We saw Moana on opening night, the Wednesday before Thanksgiving, in the local theater. I could have waited to go to the more "modern" theater in Wilmington and catch the film in 3-D with all the best sound and projection tech, but I couldn't wait. I think now that was a good choice. It let me get enveloped in the story, and for all it's beauty and all the spectacular music, that was my favorite part. I'm sure Moana in 3-D would blow me away, and I hope to see it again in that format. The music is perfect. I bought the deluxe edition soundtrack so I'd have all the little instrumental bits. It really couldn't be any better in my opinion.

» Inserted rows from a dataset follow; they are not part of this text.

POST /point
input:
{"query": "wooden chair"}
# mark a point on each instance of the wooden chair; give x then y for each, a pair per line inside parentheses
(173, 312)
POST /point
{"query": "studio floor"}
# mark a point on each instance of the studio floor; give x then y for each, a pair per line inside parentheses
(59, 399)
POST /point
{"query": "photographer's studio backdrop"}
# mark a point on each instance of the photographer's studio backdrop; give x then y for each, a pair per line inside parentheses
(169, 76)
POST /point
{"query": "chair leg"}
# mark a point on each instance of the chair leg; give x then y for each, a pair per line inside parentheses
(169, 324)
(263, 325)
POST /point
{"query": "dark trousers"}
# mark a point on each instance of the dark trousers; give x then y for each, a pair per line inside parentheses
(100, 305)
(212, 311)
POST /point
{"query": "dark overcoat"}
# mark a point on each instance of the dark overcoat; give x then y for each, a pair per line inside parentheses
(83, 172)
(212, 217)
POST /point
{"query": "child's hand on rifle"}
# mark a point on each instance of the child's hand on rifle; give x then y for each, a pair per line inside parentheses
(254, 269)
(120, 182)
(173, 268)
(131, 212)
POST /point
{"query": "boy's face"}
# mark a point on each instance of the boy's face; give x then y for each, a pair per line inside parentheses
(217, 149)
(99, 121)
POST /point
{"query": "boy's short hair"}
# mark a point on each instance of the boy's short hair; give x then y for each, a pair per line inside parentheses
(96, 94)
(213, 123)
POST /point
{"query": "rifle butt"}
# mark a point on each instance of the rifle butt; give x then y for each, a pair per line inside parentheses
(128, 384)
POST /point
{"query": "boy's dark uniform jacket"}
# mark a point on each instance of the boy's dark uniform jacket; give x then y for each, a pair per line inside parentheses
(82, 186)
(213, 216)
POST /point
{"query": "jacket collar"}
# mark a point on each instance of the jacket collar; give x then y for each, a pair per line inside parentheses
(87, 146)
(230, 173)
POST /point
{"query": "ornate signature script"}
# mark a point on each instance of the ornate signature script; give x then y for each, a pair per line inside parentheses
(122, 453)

But the star of this film is the story, and the storytelling, and that is exactly how it should be.
The story is both original and classic. This isn't based upon any Brothers Grimm or Hans Christian Andersen story. It's based loosely upon both Polynesian legend and fact, as all the best stories are because the two aren't mutually exclusive. Moana, the not-a-princess heroine, is entirely a Disney construct while Maui, the demi-god sidekick, is inspired by Polynesian myth. The fact is, the Polynesian people were some of history's greatest seafaring navigators, traveling thousands of miles between tiny islands in sailing canoes, and then they stopped. No one, including them, knows why. That's the basis of this tale. The story seems familiar enough to our Western tastes to be very accessible and easy to follow while maintaining a flavor of the exotic that makes it interesting and fun.

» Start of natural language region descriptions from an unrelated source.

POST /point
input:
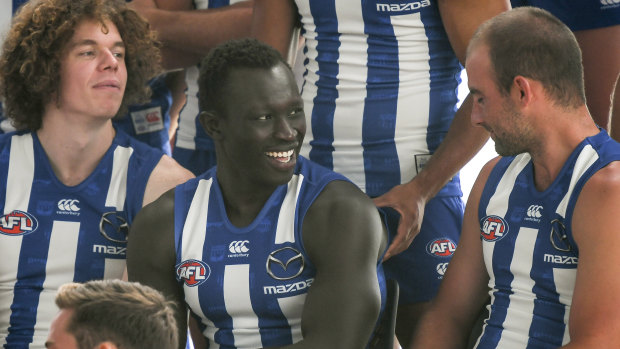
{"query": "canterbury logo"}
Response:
(610, 2)
(238, 246)
(68, 205)
(534, 211)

As good as the story itself is, the storytelling is even more impressive. Disney doesn't rush it, doesn't force anything at all. We get a good half hour before even meeting Maui. That time is spent getting to know Moana and her people and it makes the rest of the story, the adventure part, that much more fun because we're invested deeply in both Moana personally and her culture as well. I can't remember a Disney film, or really any other animated feature, that spends this much time building this kind of base. It's a great thing that Disney trusts its audience, even its youngest audience, to leave the immediate gratification expectations behind. And I think it'll work because it was done so well, bringing in music and visuals that captivate and amaze. By the time Moana sets msail on her adventure, we are 100% with her.
The adventure itself is everything one could wish. Maui is more than worth the wait and he's voiced with passion and heart by Dwayne Johnson, who really is larger than life. But he never steals the show from Moana. She is the star and the heroine, not because she's some super-duper brilliant genius, magically-enhanced, over the top super girl, but because its her story. Disney has given us perhaps its first Heroine rather than Princess. Moana does have a bit f a superpower in that the sea likes her and helps her out, but she's not in control of it, she's as amazed and confused by the help as we are. What she does have, her real superpower, is her tenacity will power. She doesn't know how to sail, but off she goes anyway. She's a "I'll figure it out as I go" kinda girl, and I love that. The lesson that teaches, one of risk-taking and trust in oneself, is invaluable for all children, but particularly little girls.
This is a movie for anyone who's ever felt the tug of the sea, for anyone who loves adventure and comedy (the chicken and the coconut pirates still have me smiling), for anyone who appreciates music, for anyone who's onged for the South Seas, for anyone with a child or a parent or a grandmom. Disney has given us a gift here, go unwrap it as soon as you can!